Saturday, October 14, 2023

Italian American Heritage Month: Adriana Trigiani

Adriana Trigiani

She's involved in so many creative pursuits that a list of Adriana Trigiani's accomplishments practically leaves you breathless. She's the best-selling author of 18 books, a playwright, television writer/producer, film director/screenwriter/producer, documentarian, frequent TV guest and an entrepreneur. And yes, she has published a novel a year since 2000. In short, Trigiani is a dynamo!

Trigiani freely admits she's been inspired by her Italian American heritage and Appalachian childhood and these have formed the basis of much of her creative output. 

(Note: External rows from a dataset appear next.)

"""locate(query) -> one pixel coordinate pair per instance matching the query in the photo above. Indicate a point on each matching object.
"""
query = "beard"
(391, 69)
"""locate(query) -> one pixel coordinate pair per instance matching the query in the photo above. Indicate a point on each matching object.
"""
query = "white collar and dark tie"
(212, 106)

She was the writer and executive producer of City Kids for ABC/Jim Henson Productions and executive producer and writer of Growing Up Funny, a television special for Lifetime which garnered an Emmy nomination for Lily Tomlin. Trigiani has written best-sellers in fiction and non-fiction and wrote and directed the award-winning documentary Queens of the Big Time (1996 Audience Award Hamptons International Film Festival and 1997 Palm Springs International Film Festival). She wrote and directed the major motion picture Big Stone Gap, based on her debut novel and shot entirely on location in her hometown. In 2018 she directed Then Came You in Scotland, starring Craig Ferguson and Kathie Lee Gifford (screenwriter). 

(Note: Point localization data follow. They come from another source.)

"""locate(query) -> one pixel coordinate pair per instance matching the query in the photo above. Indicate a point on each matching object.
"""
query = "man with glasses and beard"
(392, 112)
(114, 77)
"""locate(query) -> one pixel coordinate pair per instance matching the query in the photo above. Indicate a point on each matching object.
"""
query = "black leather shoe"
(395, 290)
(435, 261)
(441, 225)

She also adapted her novel Very Valentine for Lifetime Television. It premiered in June 2019 starring Kelen Coleman and Jacqueline Bisset. Trigiani co-founded with Nancy Bolmeier-Fisher The Origin Project, an in-school writing program in Appalachia that serves over 1700 students in her home state of Virginia. The program has received many awards, including citations from the Virginia Council for the Humanities (2018), Helen M. Lewis Community Service Award (2015), and the William P. Kanto Memorial Award at The University of Virginia at Wise (2017). She's also written numerous books for young adults.

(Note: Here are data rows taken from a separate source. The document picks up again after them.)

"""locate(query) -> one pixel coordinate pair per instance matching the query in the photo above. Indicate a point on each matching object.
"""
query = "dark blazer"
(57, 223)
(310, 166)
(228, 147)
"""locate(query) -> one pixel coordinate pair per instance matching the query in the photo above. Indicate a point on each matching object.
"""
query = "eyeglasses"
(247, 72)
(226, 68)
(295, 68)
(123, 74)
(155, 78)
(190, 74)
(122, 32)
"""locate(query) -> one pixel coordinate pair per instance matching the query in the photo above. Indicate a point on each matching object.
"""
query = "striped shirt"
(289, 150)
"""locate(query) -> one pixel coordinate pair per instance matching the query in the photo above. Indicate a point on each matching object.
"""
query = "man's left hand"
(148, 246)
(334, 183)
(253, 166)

Trigiani's acclaimed stand-alone novels include Lucia, Lucia (2003), The Queen of the Big Time (2004), and Rococo (2005). Trigiani's book The Shoemaker's Wife is the fictional account of the lives of her own grandparents after emigrating to America from Italy in the early 20th century. Critics have noted Trigiani's ability to "create distinctive voices for each of her characters." Millions of copies of Trigiani's books are in print in the United States and published in 36 countries around the world.